P Atalarımız bu ülkenin büyük kısmını vakfetmişlerdi. Vakıf arazi ve binalar; mülkiyeti Allah’a, kullanılması ve istifade edilmesi insanlara ait mülklerdir. Yakın tarihimizde vakıflarımız korkunç, dehşetli, yüz kızartıcı genel bir yağmaya ve talana maruz kalmıştır. Vakıf mallarını satanlar, alanlar vakfiyelerdeki lanete maruz kalırlar; dünya ve ahirette ceza görürler.

P Medenî toplumlar tarihî mezarlıkları titizlikle, hassasiyetle korur. Lozan andlaşması gereğince İstanbul’daki Rum, Ermeni, İngiliz mezarlıkları, Gelibolu’daki İngiliz mezarlıkları sıkı bir şekilde korunmakta, bunların bir taşına bile zarar verilmemektedir. Yazık ki, yakın tarihimizde bu vatan sathındaki binlerce tarihî İslâm kabristanı düzlenmiş, yağma edilmiş, yapılaşmaya açılmıştır. Bunun tek istisnası İstanbul Bülbül deresindeki Dönme mezarlığıdır. Ne kadar ibretli ve düşündürücü değil mi?

P Öğrenilmesi, öğretilmesi, okunması, yazılması son derece zor ve çetrefilli olan Japon yazı sistemi ile Japonlar, medeniyet yarışında medenî ve güçlü Batı ülke ve toplumlarını geride bırakmışlardır. Bu yazı ile Japonya’da, günde on dört buçuk milyon tiraj yapan gazete yayınlanmaktadır. Japonlar bu yazı ile nice Nobel kazanmışlardır. Japon yazısının en büyük üstünlüğü zorluğudur. Bu yazıyı öğrenen bir Japon çocuğunun ve gencinin artık yenemeyeceği hiçbir güçlük yoktur. Yazıldığı gibi okunan, okunduğu gibi yazılan kolay alfabeler, bir toplumu medenileştirmez, güçlü ve kültürlü kılmaz; aksine zihnî ve dimağî bir tembelliğe düçar eder.

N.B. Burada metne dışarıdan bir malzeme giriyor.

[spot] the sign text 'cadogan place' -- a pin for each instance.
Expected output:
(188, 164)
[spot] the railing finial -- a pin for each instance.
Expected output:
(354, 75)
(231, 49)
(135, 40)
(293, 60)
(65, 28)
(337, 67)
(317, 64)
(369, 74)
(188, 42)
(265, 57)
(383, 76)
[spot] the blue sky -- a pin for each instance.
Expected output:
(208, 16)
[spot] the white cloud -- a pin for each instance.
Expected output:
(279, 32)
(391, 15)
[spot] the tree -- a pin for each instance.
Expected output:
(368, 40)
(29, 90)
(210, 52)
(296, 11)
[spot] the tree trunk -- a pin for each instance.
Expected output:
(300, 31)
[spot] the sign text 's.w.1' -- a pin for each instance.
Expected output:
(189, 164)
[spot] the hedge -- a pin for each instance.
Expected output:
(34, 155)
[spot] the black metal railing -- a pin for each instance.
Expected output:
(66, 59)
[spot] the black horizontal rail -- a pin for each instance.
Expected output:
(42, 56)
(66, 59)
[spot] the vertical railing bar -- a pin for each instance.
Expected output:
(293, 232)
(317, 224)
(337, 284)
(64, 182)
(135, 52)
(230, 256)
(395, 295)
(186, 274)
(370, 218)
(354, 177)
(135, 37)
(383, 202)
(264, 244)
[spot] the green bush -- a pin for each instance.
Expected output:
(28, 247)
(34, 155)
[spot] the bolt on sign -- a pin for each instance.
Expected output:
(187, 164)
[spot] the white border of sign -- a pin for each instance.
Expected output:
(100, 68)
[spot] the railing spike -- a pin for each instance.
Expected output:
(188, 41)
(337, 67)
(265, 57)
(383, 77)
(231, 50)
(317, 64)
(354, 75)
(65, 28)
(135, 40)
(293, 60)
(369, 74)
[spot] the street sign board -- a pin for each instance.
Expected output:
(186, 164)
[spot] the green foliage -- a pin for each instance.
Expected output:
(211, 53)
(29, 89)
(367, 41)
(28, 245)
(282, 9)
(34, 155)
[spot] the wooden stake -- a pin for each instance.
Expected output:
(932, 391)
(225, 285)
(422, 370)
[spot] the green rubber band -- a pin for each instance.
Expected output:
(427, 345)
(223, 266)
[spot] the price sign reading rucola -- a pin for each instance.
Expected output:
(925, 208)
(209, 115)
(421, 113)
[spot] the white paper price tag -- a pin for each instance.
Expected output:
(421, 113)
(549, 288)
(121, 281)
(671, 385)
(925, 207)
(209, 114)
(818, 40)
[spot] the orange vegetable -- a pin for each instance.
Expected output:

P Ehl-i sünnet İslâmlığında

“Evliyanın kerametleri haktır.”

Ancak kerametler istisnaidir. Bu devirde en büyük kerametler havada uçmak, suda batmadan yürümek, tayy-i mekan… gibi olağanüstü, harika işler değildir. Asıl kerametler şunlardır: Sahih bir itikada sahip olmak, beş vakit namazı dosdoğru kılmak, cemaate devam etmek, ihlâslı olmak, doğruluktan ayrılmamak, mürüvvet sahibi olmak, yüksek ahlâk ve karakter, ihtiyacından fazla dünya malı istememek, zâhid ve muttakî olmak, kanaatle yaşamak, eliyle ve diliyle insanlara zarar vermemek… Bu faziletlere ve kerametlere sahip değil, fakat havada uçuyormuş, suda yürüyormuş, falan filan… Bunlar keramet değil, istidracdır.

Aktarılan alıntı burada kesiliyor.